Following are the various pricing strategies:
  1. Variable pricing technique: Variable pricing technique is the one in which different prices are charged from different categories of customers. There is price discrimination. Many factors are responsible for the variation in the price. If a customer is purchasing more quantity of the product, he will be offered lower price. If the demand for the product increases in the market then higher price can be charged. This method has both the objectives viz. selling more quality and also charging higher price but at, different times, e.g. Indian railways charges different fares for AC 3 tier, AC 2 tier, second class and general compartment.
  2. Base pricing and discount: Base pricing and discount method is the method in which the entrepreneur fixes one price for its commodity. This price is calculated in advance considering the point that discount will be offered during the sale. Here, the discount offered is of various types. Depending on the type of customers the various rates of discount are fixed. Discount is offered to all the customers but at different rates. The wholesaler discount may be different from, volume discount, discount for transaction and off season discount.
  3. Skimming pricing method: Skimming price method is the method of pricing in which the product is introduced in the market with a very high price. High price is kept for recovering the cost of production quickly. Such entrepreneurs normally bring something new in the market with more utility value. Product is introduced with a lot of expenditure on advertisement. High price tends to bring back revenue quickly. High class people are the target of such method of pricing e.g. Philips introduces its new product with the same method, Rumalaya also follows the same trend.

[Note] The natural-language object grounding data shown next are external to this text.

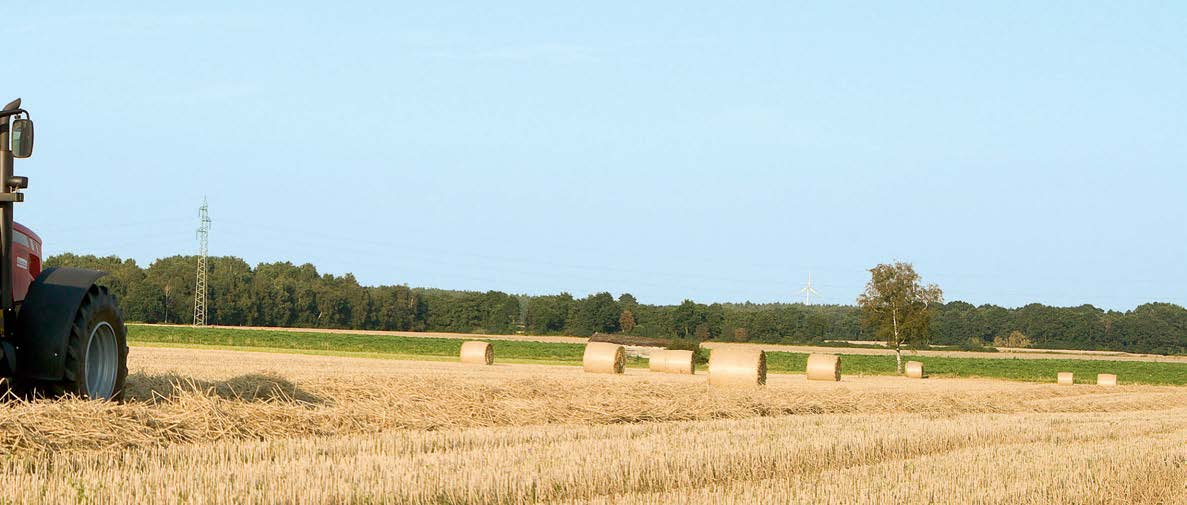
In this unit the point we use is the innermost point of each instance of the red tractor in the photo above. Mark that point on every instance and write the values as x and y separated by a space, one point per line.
59 332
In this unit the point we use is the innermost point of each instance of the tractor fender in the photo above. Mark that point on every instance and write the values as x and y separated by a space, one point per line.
43 324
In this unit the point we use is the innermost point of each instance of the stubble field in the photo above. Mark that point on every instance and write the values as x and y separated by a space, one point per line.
232 427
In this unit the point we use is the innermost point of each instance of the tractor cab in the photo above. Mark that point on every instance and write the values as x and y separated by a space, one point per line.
61 333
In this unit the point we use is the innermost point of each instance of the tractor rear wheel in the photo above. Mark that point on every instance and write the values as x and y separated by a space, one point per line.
96 361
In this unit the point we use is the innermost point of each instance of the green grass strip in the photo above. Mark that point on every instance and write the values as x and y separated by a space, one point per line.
556 353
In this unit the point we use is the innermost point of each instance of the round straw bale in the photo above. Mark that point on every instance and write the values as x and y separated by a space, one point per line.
679 361
914 370
824 367
478 353
658 361
604 358
737 367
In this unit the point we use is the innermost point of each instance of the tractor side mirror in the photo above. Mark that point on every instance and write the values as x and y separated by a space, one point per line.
21 138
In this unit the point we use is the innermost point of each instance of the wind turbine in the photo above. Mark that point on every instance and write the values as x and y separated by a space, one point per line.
808 291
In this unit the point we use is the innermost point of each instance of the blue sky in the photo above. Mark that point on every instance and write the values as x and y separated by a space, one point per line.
1014 152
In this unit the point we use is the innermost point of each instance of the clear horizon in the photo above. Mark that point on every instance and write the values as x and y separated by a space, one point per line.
1013 152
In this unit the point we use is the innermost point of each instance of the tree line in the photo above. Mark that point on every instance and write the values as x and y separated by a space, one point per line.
287 295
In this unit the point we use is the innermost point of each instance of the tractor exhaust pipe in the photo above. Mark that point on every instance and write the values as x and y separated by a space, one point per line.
7 199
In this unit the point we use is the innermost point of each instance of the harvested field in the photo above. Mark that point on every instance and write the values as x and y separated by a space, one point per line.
221 427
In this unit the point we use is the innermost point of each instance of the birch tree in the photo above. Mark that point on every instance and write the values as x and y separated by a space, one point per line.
897 307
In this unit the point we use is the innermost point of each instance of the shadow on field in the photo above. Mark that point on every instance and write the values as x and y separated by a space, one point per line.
249 387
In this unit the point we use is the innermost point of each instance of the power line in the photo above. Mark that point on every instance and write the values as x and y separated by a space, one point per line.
200 289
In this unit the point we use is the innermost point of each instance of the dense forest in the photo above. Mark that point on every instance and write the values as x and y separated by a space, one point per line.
286 295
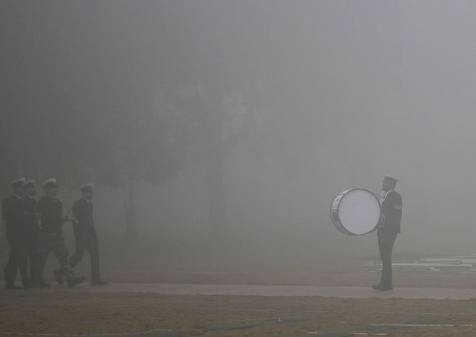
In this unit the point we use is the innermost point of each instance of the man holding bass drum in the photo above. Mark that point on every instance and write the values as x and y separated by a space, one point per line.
388 229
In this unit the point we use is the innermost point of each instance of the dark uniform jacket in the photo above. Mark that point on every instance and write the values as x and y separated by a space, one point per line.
13 214
31 214
51 215
83 213
392 211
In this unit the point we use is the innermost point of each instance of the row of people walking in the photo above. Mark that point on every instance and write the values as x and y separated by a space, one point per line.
34 229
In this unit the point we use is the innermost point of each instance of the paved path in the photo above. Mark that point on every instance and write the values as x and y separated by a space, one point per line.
273 290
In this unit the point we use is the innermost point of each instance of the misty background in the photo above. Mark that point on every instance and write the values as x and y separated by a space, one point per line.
217 132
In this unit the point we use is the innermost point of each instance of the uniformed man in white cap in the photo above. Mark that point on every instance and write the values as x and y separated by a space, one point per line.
32 221
85 233
14 219
388 230
51 239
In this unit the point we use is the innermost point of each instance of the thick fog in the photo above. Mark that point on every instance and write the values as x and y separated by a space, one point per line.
277 106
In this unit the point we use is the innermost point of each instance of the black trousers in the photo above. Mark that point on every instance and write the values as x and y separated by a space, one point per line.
87 242
47 243
385 244
17 261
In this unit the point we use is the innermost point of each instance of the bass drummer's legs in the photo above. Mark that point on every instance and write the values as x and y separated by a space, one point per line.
386 242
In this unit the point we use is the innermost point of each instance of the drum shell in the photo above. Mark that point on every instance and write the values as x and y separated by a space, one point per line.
334 212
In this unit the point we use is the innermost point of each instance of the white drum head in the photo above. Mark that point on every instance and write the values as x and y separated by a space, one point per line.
356 212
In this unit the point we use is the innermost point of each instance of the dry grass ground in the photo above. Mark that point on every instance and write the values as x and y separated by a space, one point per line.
67 313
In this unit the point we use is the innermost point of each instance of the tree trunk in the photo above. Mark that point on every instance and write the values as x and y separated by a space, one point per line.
216 198
131 220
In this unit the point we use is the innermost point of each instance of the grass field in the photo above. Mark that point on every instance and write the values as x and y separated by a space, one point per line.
68 313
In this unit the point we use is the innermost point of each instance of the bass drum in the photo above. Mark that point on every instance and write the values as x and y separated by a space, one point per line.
356 212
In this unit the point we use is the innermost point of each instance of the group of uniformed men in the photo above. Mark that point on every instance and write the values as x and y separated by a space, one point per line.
34 230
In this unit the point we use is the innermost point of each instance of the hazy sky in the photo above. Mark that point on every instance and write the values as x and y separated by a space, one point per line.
355 90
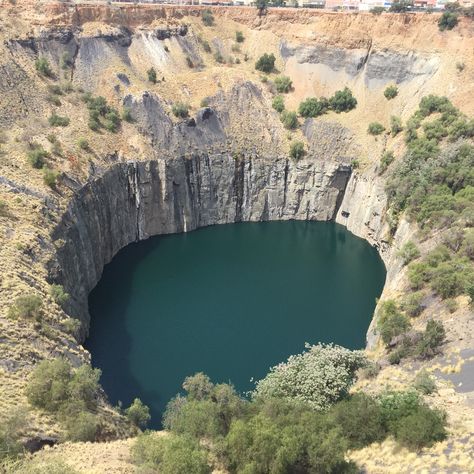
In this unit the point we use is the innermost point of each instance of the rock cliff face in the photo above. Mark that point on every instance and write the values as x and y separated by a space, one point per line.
134 200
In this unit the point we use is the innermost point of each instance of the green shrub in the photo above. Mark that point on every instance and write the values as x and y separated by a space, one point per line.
395 125
312 107
170 454
151 73
330 368
26 307
43 67
127 114
283 84
360 417
278 103
297 150
37 157
375 128
83 144
408 252
343 101
219 58
289 119
421 429
53 385
58 294
390 92
432 338
266 63
138 414
207 17
386 160
447 21
82 426
50 177
424 382
391 322
180 109
56 120
411 304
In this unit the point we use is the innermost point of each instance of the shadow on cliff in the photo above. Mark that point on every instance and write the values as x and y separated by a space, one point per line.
108 304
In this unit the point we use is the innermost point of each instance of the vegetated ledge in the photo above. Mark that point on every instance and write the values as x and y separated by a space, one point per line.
134 200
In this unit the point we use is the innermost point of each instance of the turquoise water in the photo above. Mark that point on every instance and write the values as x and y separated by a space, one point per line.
230 301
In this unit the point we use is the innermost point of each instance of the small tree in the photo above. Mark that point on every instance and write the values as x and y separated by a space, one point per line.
391 92
138 414
375 128
50 177
278 103
180 109
151 73
266 63
391 322
289 120
283 84
343 101
408 252
207 17
297 150
448 21
312 107
395 125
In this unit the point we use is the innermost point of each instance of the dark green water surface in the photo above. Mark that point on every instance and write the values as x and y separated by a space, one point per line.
230 301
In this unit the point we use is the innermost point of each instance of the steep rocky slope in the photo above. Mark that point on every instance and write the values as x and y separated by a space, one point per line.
227 162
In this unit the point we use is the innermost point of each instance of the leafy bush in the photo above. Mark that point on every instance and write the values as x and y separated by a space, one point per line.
360 417
395 125
447 21
408 252
297 150
82 426
320 376
170 454
54 385
375 128
385 161
180 109
207 17
43 67
83 144
50 177
26 307
278 103
391 322
266 63
424 382
37 157
411 304
151 73
412 422
432 338
390 92
312 107
56 120
283 84
138 413
343 101
289 119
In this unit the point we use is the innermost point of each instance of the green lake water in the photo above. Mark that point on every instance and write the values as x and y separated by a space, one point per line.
230 301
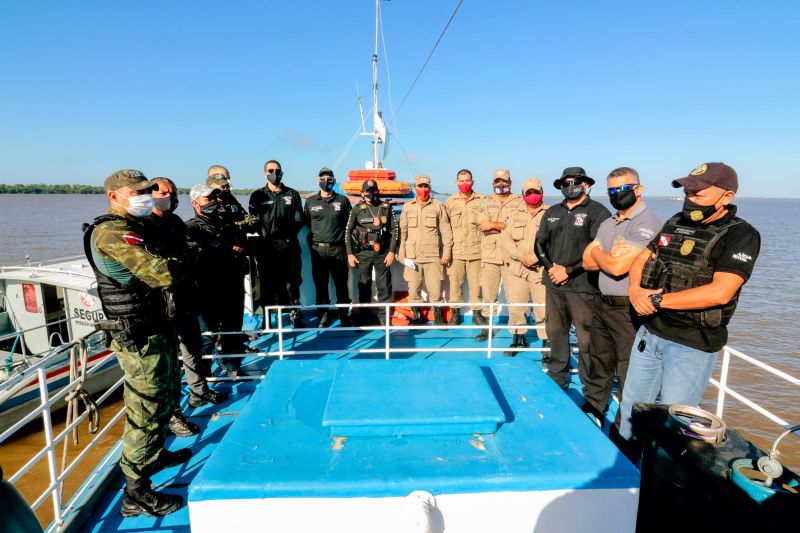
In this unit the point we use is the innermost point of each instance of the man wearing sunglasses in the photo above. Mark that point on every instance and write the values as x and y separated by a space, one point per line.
493 213
427 239
280 213
566 230
686 285
620 239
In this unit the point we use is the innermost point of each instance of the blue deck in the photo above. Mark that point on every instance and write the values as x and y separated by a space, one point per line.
216 421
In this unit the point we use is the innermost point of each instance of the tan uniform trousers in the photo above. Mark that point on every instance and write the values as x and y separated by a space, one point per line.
491 274
432 275
469 269
519 290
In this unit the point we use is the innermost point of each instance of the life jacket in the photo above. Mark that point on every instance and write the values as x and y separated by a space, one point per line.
137 306
682 262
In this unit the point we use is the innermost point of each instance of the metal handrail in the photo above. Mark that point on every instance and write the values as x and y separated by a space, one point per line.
63 513
724 389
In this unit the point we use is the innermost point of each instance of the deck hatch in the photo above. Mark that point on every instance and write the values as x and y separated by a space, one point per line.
371 399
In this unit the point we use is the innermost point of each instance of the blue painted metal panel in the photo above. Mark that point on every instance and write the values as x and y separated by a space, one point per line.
388 398
278 446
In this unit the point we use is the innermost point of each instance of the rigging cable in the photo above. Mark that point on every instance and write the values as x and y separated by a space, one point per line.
431 54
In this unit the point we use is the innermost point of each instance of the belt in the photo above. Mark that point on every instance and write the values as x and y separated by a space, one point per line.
614 300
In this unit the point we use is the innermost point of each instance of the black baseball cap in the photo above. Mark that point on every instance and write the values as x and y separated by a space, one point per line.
708 175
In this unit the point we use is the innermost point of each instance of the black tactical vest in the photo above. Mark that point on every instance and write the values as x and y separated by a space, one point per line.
137 305
681 263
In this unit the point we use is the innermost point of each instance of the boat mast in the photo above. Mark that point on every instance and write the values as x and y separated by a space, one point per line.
375 116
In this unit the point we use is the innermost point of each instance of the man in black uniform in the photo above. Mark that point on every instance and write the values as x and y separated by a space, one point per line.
326 213
173 233
219 275
280 213
372 243
686 285
566 230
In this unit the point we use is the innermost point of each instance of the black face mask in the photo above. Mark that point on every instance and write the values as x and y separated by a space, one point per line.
573 192
502 189
622 200
211 210
696 213
326 184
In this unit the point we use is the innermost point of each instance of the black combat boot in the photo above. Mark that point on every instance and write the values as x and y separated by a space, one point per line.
455 318
438 319
515 343
143 500
205 397
180 426
167 459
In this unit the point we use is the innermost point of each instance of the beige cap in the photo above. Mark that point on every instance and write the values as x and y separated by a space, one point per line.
501 174
532 183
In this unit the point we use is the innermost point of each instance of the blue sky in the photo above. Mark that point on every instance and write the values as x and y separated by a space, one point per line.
170 87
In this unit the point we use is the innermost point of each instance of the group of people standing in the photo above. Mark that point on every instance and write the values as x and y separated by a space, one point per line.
649 303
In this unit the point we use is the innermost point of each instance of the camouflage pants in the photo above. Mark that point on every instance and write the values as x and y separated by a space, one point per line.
151 380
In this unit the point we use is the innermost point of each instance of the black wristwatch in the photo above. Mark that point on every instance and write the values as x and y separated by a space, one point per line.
656 300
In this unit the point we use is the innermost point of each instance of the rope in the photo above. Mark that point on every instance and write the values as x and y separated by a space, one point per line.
78 363
431 54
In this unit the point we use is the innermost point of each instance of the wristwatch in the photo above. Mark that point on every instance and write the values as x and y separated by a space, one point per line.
656 300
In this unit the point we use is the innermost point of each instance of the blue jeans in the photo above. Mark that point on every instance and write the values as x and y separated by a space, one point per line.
665 371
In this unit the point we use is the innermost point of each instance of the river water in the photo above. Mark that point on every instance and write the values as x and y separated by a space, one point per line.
49 226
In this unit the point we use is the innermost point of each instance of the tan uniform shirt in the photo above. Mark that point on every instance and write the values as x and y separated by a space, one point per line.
490 209
463 220
519 237
425 234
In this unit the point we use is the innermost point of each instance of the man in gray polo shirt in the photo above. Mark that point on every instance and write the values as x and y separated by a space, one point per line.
620 239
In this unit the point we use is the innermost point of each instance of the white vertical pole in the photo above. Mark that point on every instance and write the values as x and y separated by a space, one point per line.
51 452
723 381
386 325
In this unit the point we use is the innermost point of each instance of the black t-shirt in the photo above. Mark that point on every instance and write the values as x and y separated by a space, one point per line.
736 253
327 217
563 236
280 213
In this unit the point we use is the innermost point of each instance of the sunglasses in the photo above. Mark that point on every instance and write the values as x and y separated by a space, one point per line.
622 188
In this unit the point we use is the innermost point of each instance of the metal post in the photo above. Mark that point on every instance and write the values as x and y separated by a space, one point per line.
51 452
723 381
491 331
386 324
280 333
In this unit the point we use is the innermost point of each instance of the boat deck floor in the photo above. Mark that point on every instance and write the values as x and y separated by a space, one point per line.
215 420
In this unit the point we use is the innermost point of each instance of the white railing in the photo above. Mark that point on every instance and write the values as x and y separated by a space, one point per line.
63 513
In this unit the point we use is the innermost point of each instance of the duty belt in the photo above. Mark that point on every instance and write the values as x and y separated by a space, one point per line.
614 300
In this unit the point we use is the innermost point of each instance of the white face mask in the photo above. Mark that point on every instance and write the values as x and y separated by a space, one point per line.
140 206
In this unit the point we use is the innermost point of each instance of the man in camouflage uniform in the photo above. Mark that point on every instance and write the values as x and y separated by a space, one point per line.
371 243
524 271
132 278
493 214
461 208
426 239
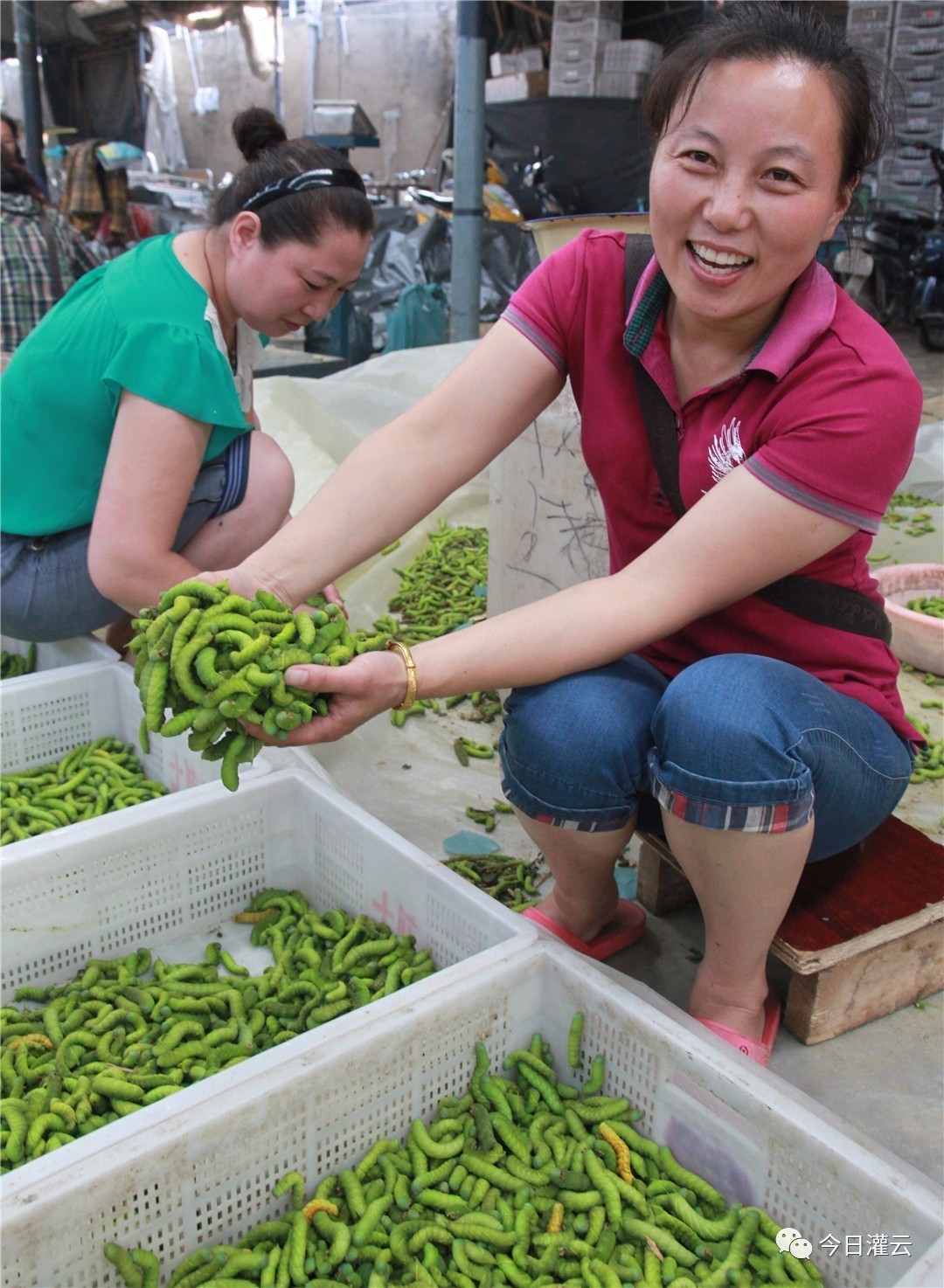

  4. Cost plus pricing method: In this method the cost of production of one unit of the product is calculated. This cost covers all the types of costs including explicit cost, variable cost, fixed cost, etc. to this is now added the preplanned profit margin. This method of pricing is very simple method. It can easily be used for determining the price. Any changes in the cost of production or the margin of profit change the price in the same direction. It automatically gets adjusted to the change. Profit margin is not to be calculated. It is already fixed. Thus, by multiplying the profit per unit with the volume of the product, the total profit can be determined. Any upward rise in cost is easily visible. This provides an idea to the entrepreneur to adjust his production for keeping the cost as low as possible. Comparatively less calculations are involved, which makes the implementation of this method simple. This method can easily be implemented because of its simplicity to understand and easy calculations.